Pourquoi ? Parce que SpaceX n’est pas une société technologique ordinaire. Spaceflight Now et Space.com rappelaient justement que SpaceX devait lancer le 19 juin une mission NROL-179 pour le National Reconnaissance Office, liée à une architecture de satellites de renseignement. La société opère donc au cœur des infrastructures américaines de défense, de communication et d’observation. Même des participations minoritaires et indirectes peuvent devenir politiquement explosives si elles impliquent des capitaux associés à des rivaux stratégiques.

Cela explique pourquoi Bloomberg, selon ProPublica, avait rapporté que SpaceX avait interdit aux investisseurs de Chine et de Hong Kong de participer à l’IPO en raison de risques réglementaires et de conformité. L’IPO a donc transformé un sujet auparavant discret — la composition du capital privé de SpaceX — en enjeu public de sécurité nationale.

Mars : Relativity Space entre dans la course

Comme si la pression financière et géopolitique ne suffisait pas, la NASA vient d’ouvrir un nouveau front symbolique. L’agence a annoncé le 17 juin un partenariat public-privé avec Relativity Space pour la mission Aeolus, prévue pour 2028. NASA fournira une suite d’instruments atmosphériques destinés à mesurer les vents, les températures, la poussière et les nuages de Mars. Relativity Space fournira le vaisseau, la fusée et les opérations de croisière.

TechCrunch a présenté cette décision comme une course inattendue avec SpaceX, puisque Relativity est désormais dirigée par Eric Schmidt, ancien patron de Google, et pourrait envoyer une mission scientifique vers Mars avant SpaceX. Le symbole est puissant : l’entreprise qui a popularisé le rêve de Mars n’est pas nécessairement celle que la NASA choisit pour le prochain raccourci commercial vers la planète rouge.

Relativity reste un pari risqué.
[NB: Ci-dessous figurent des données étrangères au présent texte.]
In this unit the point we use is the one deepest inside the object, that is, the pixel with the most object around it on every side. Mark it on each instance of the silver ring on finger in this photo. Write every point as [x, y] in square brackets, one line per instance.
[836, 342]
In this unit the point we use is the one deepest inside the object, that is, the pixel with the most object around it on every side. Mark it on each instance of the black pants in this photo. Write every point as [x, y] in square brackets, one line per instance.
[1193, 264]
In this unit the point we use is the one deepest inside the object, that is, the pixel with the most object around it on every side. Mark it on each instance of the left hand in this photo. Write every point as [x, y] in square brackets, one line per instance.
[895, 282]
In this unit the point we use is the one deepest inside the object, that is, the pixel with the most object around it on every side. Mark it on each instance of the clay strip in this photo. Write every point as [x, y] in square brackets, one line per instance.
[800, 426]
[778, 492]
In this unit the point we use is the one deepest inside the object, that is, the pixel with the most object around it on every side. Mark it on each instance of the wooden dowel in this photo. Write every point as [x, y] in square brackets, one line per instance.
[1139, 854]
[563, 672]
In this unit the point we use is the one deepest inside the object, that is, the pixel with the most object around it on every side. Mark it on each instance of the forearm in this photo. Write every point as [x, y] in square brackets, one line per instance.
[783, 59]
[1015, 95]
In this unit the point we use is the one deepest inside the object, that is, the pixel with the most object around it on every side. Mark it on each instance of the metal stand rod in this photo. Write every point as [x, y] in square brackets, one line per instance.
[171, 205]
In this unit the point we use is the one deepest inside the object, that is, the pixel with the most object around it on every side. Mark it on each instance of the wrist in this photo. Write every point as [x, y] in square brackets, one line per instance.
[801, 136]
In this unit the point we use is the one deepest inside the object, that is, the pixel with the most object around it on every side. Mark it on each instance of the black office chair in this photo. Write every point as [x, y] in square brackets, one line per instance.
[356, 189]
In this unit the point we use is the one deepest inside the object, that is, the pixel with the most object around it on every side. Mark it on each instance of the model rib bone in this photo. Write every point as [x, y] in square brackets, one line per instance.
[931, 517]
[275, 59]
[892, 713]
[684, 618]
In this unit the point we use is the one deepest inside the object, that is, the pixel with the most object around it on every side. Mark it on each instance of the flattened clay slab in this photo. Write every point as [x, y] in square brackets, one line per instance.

TechCrunch rappelle que son premier lanceur Terran 1 a échoué en vol en 2023 et que Terran R doit encore faire ses preuves. Mais le choix de la NASA montre que l’agence ne veut pas dépendre d’un seul champion. Après avoir utilisé SpaceX pour réinventer l’accès à l’orbite basse, elle teste maintenant une logique de concurrence plus profonde pour Mars.

Ce que révèlent les turbulences

La semaine post-IPO de SpaceX révèle une vérité simple : l’entreprise est devenue trop importante pour être analysée comme une simple valeur de croissance. Elle est à la fois une infrastructure commerciale, un fournisseur militaire, une plateforme d’IA, un opérateur télécom mondial et un instrument de puissance américaine.

La chute du titre ne signifie pas que le marché rejette SpaceX. Même après le repli, l’action reste nettement au-dessus de son prix d’introduction. Elle signale plutôt que les investisseurs commencent à distinguer l’exécution réelle de la narration héroïque. Les fusées volent. Starlink croît. Mais l’IA brûle du capital, la gouvernance concentre le pouvoir, les obligations ajoutent de l’effet de levier et la sécurité nationale complique l’actionnariat.

La question centrale n’est donc pas de savoir si SpaceX est une grande entreprise. Elle l’est déjà. La vraie question est de savoir si les marchés publics peuvent absorber une entreprise aussi hybride, aussi politique et aussi dépendante d’un fondateur. L’IPO record a donné à SpaceX un carburant financier immense. Les turbulences de cette semaine montrent que ce carburant est volatil.